Do you think all schools now see investing in technology as a priority?
We’re certainly seeing a move towards technology becoming a priority investment. Manufacturers have recognised the importance of the education sector and school business managers are now better informed of the benefits technology can bring. Together, the importance of technology has been highlighted. The best suppliers have moved to a solutions driven approach, rather than simply selling equipment, which has helped schools to realise the full potential of good quality technology.
Are businesses working alongside schools able to offer top-quality service that stay within a school’s budget?

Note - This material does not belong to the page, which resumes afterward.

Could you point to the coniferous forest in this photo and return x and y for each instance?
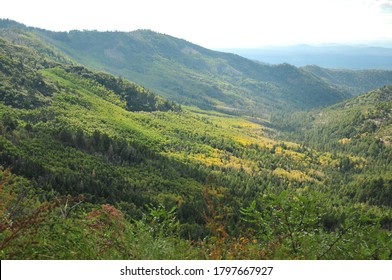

Most definitely. The best suppliers will work with schools to provide solutions that are cost-effective and efficient, forging trusted long-term relationships in the process. UTAX partners work with schools to rationalise hardware line-ups, ensure document workflows and manage print set-ups work within existing IT networks and maximise budgets by controlling the use of colour printing. This reduces duplicate printing and ensures pupils can only print during class time, saving energy, cost and precious space.
Partners will also work to ensure schools maximise the potential of their hardware. We all know that MFDs can be used to copy and print, but what else do schools want them to do? Efficiency goes hand-in-hand with value. By adopting a collaborative approach schools can stay within budget while reaping the benefits of top-quality service.
What three things do schools need to think about when looking for the most cost-effective, high-quality technology?
Find a trusted supplier who will find the right mix of hardware and software for the long-term, ensuring overall ICT strategies are looked after while rationalising and reducing hardware fleets if required. The best suppliers will help schools utilise as many features of the technology purchased, maximising return on investment, and have a track record of education sector success.
Does your supplier have a track record for integrating top-quality technology seamlessly and back it up with expert technical support and training? After all, technology is only fit for purpose if it’s installed and used correctly.
Document security is of the utmost importance so think about the security of data within the school environment. It’s worth noting that an MFD is essentially a PC. It has a hard drive, it has memory, and it’s processing data and that data can remain on the machine. You should therefore be looking for robust data security software to protect your devices from unauthorised and potentially harmful access.